Muslims leaders in reaction to the Donald Trump effect have created alliances with far-left liberals. Post-modern world views intrinsically challenge the authority of revealed scripture and create a bubble of sacredness around human rights ground in public reason. Perhaps that most challenging feature of post-modernity is the fluid or liquid nature of truth due to extreme subjectivism of late modernity. Liquid modernity will give rise to liquid Muslim leaders thereby neutralizing the explosive nature of religion.
Muslims’ Wager with Liberals
As a Christian child, I often read the Lord’s Prayer before going to sleep. It left a deep impression on my moral compass and its words seem to continually serve as a guide for humanity.
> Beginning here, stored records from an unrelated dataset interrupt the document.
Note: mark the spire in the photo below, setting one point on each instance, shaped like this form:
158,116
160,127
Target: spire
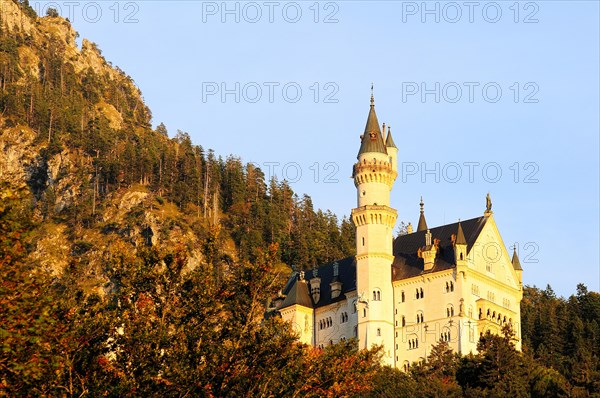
515,260
488,205
460,236
389,141
372,141
422,226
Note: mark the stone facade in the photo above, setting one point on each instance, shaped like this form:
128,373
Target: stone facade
453,282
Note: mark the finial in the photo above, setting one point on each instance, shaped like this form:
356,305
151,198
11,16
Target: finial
372,98
488,205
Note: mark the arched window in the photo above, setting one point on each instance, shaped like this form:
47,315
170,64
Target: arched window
377,295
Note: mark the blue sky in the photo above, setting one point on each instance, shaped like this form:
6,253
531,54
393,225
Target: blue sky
481,96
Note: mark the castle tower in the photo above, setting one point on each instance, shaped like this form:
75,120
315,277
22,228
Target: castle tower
374,175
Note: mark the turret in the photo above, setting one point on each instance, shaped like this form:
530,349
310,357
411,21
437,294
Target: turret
374,175
429,252
460,247
392,150
422,225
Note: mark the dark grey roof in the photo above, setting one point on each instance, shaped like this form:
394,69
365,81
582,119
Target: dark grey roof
460,236
372,141
407,263
346,275
298,294
389,141
515,261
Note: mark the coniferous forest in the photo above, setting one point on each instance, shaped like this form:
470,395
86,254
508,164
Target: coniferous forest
134,262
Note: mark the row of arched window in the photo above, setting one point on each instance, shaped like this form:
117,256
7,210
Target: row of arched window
376,295
344,317
325,323
419,293
498,318
413,343
445,336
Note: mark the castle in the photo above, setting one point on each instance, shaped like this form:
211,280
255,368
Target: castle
452,282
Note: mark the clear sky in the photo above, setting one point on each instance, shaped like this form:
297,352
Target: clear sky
499,97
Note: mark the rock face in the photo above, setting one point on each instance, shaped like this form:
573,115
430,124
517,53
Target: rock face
78,222
18,155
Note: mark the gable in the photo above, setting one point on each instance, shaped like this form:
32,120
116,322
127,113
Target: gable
488,256
408,264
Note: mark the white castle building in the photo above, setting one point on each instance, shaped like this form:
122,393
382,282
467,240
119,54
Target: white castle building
452,282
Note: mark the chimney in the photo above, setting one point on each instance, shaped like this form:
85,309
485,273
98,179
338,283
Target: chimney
429,252
315,286
336,285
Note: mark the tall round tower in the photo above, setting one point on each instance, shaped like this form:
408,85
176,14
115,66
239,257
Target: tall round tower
374,175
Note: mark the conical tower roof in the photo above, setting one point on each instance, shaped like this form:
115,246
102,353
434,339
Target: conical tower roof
372,141
460,236
422,226
515,261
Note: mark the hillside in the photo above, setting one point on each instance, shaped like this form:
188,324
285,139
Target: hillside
134,262
77,133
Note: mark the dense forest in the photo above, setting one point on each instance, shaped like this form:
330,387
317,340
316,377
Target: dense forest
135,263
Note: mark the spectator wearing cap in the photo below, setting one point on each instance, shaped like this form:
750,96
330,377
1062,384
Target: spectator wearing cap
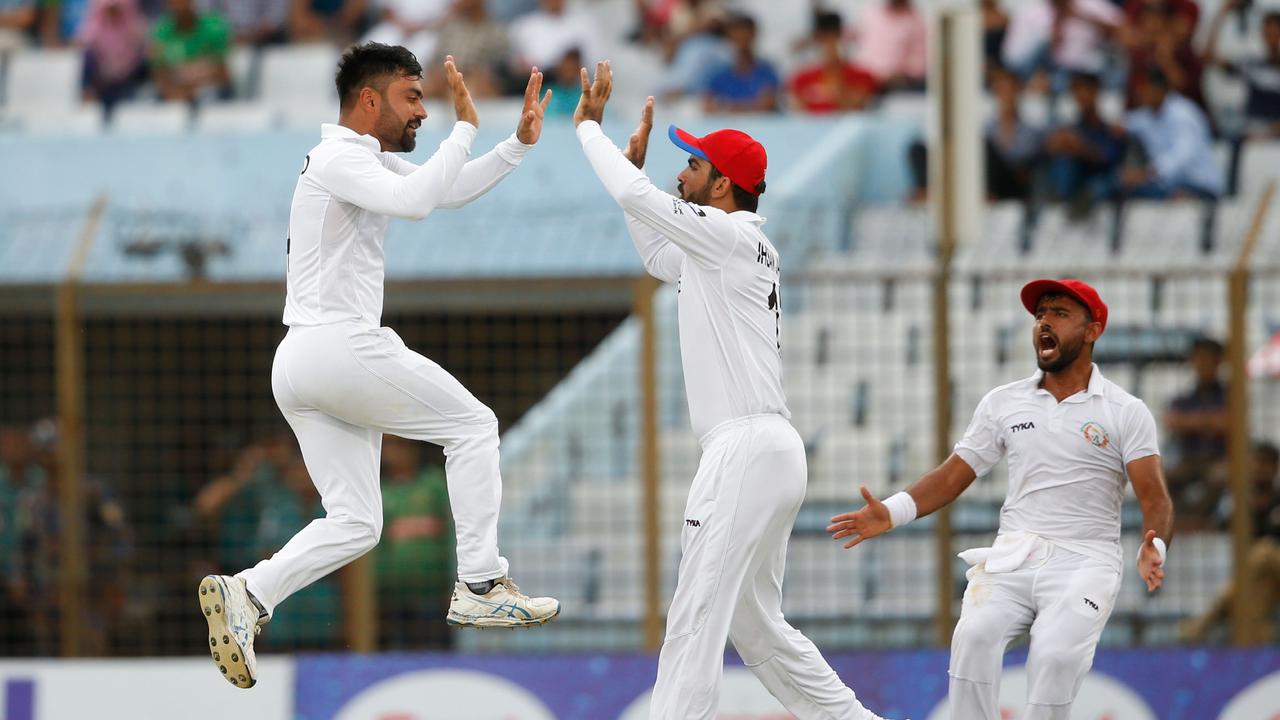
1197,424
479,46
832,83
748,83
333,21
188,54
1083,156
1261,73
17,23
254,22
1174,137
114,37
1060,36
543,37
891,44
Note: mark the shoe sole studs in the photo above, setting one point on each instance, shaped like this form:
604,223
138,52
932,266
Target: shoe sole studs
211,602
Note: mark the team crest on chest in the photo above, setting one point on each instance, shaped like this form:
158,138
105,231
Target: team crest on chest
1096,434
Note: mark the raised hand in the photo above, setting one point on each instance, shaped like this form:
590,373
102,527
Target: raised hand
462,104
1151,568
872,520
530,127
595,94
639,144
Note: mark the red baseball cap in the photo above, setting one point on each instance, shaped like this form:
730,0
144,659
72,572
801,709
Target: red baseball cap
731,151
1079,290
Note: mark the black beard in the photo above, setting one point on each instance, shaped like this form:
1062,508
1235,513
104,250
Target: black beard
1065,356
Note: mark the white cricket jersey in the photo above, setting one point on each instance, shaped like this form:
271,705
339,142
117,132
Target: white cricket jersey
347,191
727,274
1066,460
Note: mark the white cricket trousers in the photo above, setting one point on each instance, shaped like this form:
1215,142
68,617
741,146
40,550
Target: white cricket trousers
741,506
341,387
1065,598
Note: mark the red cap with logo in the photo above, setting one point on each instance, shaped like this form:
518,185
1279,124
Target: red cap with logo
1079,290
731,151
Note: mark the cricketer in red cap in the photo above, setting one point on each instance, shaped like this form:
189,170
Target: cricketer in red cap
1069,315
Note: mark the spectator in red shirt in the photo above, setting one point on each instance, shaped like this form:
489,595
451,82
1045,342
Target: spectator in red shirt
832,83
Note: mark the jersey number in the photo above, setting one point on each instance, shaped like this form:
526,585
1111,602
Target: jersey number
776,305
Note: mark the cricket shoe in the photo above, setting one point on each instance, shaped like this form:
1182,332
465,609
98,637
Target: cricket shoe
503,606
233,620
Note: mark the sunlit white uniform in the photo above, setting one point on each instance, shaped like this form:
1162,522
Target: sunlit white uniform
1055,565
342,381
752,475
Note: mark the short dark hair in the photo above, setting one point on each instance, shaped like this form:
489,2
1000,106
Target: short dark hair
366,65
827,22
743,199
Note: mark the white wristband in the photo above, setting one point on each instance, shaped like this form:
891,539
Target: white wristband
901,509
1161,550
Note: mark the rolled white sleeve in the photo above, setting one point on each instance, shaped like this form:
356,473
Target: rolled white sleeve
982,445
705,235
364,180
1138,433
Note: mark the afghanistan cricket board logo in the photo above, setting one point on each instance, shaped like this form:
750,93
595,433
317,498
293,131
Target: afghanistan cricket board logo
1095,433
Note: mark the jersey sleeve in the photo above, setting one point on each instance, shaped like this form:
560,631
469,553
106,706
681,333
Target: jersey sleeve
982,445
705,235
364,180
662,259
1138,432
After being blessed with Islam and maintain that this prayer still serves as a framework and paradigm for the Muslim mind and societal interaction.
“Our Father who art in heaven,
Hallowed be thy name.
Thy kingdom come.
Thy will be done
on earth as it is in heaven.
Give us this day our daily bread,
and forgive us our trespasses,
as we forgive those who trespass against us,
and lead us not into temptation,
but deliver us from evil.”
The words “Thy will done on earth as it is in heaven” seems to suggest that righteous attempt to replicate the order of the heavens above here on earth. They take that which is from heaven and apply here on earth. The source of Goodness being the heavens. The first major shift away from this ideal was to make man the source of good. As if to say, “Thy will be done in heaven as it is on earth.” Thus, shifting the sacredness and authority of revelation to man and his own will. While the two perspectives may agree occasionally on the standards of excellence themselves Muslims and Christians are anchored by revelation to a standard other than themselves. Postmodern trends shifted the standard of excellence to the human mind and the collective understanding of correctness. Thereafter the Late Modernity trends further alter the sacred message of the prayer. “My will be done on earth as it is in space.” Where man once looked up and saw something he named heavens, he now looks toward the same direction and sees nothingness. That space is random, blind and without purpose, so too is this poor soul that walks on earth. This is the reality of Late modernity which Zygmunt Bauman explains so eloquently.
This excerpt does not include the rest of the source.